Tribunal cantonal TC Page 8 de 9 Au niveau cantonal, selon l'art. 148 al. 3 LICD le contribuable est tenu de choisir avec soin son représentant contractuel, de l'informer et d'exercer un certain contrôle. En l'espèce, comme cela a été constaté pour l'impôt fédéral direct, le recourant ne peut se prévaloir du manque de diligence de sa comptable pour se soustraire à sa responsabilité fiscale envers le Service cantonal des contributions. 5.2. Au niveau cantonal aussi, tous les revenus provenant de l'exploitation d'une entreprise commerciale, industrielle, artisanale, agricole ou sylvicole, de l'exercice d'une profession libérale ou de toute autre activité lucrative indépendante sont imposables (art. 8 al. 1 LHID ainsi que 19 al. 1 LICD).
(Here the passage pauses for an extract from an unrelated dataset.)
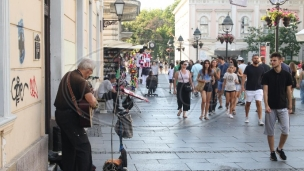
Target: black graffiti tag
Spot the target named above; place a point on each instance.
(17, 90)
Et l’art. 100 LICD s’applique par analogie aux contribuables qui tiennent une comptabilité en bonne et due forme (art. 19 al. 3 LICD). Le calcul du revenu provenant d’une activité lucrative indépendante au sens de l’art. 19 al. 1 LICD se base donc sur le solde du compte de résultat, compte tenu du solde reporté de l'exercice précédent. 5.3. En présence de règles similaires, le raisonnement mené et les conclusions adoptées pour l'impôt fédéral direct peuvent être transposés pour l’impôt cantonal. C'est ainsi à bon droit que le Service cantonal des contributions a considéré comme non probants les comptes produits par le recourant à l'appui de son recours (consid. 3.2.2 à 3.3) et confirme sa taxation 2017 du 21 mars 2019 basée sur les comptes remis le 14 mars 2019, fixant à CHF 64'117.33.- le revenu de l'activité indépendante du recourant (consid. 3.2.1). Le recours formé au niveau cantonal est également rejeté dans la mesure de sa recevabilité. 5.4. Conformément à l'art. 131 CPJA, en cas de recours, la partie qui succombe supporte les frais de la procédure. Le montant de l'émolument est fixé compte tenu du temps et du travail requis, de l'importance de l'affaire ainsi que, dans les affaires de nature pécuniaire, de la valeur litigieuse en cause (art. 2 Tarif JA). Il peut être compris entre CHF 50.- et CHF 50'000.- (art. 1 Tarif JA). En l'espèce, compte tenu du rejet du recours, il se justifie de mettre à la charge du recourant un émolument de CHF 400.-, prélevé sur l'avance de frais effectuée. (dispositif en page suivante)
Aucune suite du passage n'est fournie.